Casos como este põem em evidência como o machismo muitas vezes é reforçado no mundo do futebol. Desde cedo, jogadores são formados sob uma cultura que prega a virilidade como marca de um craque. A psicóloga e coach esportiva Laís Yuri, que trabalha há 11 anos em clubes de futebol, diz que os jogadores estão desde as categorias de base imersos em um ambiente onde tanto é comum os atletas se aproveitarem do status de jogador para começar relacionamentos quanto mulheres que buscam uma atenção social e financeira viabilizada pelo glamour em torno do esporte.
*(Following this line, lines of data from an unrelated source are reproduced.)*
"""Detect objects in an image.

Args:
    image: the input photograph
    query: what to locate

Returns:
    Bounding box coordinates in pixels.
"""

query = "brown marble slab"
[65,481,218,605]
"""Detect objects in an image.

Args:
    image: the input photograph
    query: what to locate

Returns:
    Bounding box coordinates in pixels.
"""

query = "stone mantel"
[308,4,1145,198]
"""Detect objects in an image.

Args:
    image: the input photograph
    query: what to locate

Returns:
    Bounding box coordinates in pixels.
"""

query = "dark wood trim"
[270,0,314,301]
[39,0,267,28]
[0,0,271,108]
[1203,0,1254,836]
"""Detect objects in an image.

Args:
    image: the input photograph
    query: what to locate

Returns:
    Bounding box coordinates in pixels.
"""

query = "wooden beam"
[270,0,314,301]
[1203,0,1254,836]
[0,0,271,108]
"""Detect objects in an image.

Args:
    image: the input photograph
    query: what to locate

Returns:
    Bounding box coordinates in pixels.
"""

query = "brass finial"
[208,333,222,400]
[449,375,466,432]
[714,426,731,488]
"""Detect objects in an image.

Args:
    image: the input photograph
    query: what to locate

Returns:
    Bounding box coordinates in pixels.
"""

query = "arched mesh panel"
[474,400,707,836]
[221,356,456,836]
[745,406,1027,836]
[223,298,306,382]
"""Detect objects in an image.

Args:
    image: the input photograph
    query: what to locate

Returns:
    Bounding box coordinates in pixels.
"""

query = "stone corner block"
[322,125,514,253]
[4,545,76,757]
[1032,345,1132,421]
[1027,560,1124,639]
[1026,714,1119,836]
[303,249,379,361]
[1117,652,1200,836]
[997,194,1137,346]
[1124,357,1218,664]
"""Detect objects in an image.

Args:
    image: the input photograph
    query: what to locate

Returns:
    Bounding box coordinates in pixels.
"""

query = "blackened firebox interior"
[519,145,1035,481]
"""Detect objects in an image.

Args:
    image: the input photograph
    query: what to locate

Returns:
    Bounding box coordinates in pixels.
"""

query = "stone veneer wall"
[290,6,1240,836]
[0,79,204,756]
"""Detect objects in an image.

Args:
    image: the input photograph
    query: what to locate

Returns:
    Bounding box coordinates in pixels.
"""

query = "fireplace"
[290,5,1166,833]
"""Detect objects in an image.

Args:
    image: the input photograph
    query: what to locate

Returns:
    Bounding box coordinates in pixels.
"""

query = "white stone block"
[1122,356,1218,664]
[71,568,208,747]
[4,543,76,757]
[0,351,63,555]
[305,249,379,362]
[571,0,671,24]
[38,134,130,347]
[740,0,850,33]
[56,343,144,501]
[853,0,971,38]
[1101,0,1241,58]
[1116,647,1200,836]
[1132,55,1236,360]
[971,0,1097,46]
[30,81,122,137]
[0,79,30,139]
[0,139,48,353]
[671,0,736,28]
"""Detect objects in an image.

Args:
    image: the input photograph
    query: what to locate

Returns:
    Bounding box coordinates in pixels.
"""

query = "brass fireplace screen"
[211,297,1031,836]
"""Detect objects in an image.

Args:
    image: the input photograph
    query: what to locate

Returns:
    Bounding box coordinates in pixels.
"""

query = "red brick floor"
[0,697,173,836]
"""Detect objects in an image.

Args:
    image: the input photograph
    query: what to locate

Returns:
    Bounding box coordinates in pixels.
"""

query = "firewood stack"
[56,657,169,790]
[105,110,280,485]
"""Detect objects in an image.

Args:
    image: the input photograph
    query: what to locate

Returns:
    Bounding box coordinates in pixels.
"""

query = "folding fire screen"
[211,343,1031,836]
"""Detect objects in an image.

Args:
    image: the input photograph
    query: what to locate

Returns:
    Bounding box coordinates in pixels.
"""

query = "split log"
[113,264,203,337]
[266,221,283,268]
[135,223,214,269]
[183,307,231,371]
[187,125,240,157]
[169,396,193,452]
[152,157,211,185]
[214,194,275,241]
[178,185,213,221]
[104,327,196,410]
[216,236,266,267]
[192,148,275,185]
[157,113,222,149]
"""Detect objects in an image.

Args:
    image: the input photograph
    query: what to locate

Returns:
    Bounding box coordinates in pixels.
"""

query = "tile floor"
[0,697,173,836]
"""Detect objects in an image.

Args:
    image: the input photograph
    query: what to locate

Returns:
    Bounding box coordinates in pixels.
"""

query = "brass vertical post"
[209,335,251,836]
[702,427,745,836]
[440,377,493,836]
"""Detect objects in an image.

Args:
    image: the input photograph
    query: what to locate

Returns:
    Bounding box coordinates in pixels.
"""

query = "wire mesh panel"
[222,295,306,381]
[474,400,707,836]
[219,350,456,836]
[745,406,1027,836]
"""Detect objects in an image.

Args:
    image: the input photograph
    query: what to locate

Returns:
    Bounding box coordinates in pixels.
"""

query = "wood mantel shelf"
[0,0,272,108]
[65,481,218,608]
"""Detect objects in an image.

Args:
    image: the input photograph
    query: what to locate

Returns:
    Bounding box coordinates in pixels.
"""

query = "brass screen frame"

Ela diz que há psicólogos nos clubes que tentam trabalhar essa questão tanto com uma orientação individual quanto com palestras. “O clube de futebol é um ambiente extremamente masculino, mas não é o único ambiente machista. Entendendo isso, trabalhamos dentro dos clubes por uma postura nova em relação à mulher, para que ela não seja tratada como objeto”, explica.